De kenmerkende eigenschappen van materie (fysisch en chemisch)
de karakteristieke eigenschappen van materie het zijn chemische of fysische eigenschappen die kunnen helpen de ene substantie van de andere te onderscheiden of te onderscheiden. Fysieke eigenschappen zijn kenmerken van een stof die met de zintuigen worden waargenomen. Chemische eigenschappen zijn kenmerken die beschrijven hoe een stof tijdens een chemische reactie van de ene stof naar de andere verandert.

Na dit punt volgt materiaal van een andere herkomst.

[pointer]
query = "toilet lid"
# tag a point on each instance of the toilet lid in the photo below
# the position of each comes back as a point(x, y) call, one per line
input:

Sommige fysieke eigenschappen van een stof zijn dichtheid, oplosbaarheid, smeltpunt, kleur en massa. De chemische eigenschappen van het materiaal omvatten ontvlambaarheid, reactiviteit met zuren en corrosie. Enkele voorbeelden van hoe de eigenschappen van materie kunnen helpen een element te identificeren, is om dichtheden van verschillende elementen te vergelijken.
Een element zoals goud heeft een dichtheid van 19,3 gram per kubieke centimeter, terwijl de dichtheid van zwavel 1,96 gram per kubieke centimeter is. Evenzo zijn de smeltpunten van stoffen zoals water en isopropylalcohol verschillend.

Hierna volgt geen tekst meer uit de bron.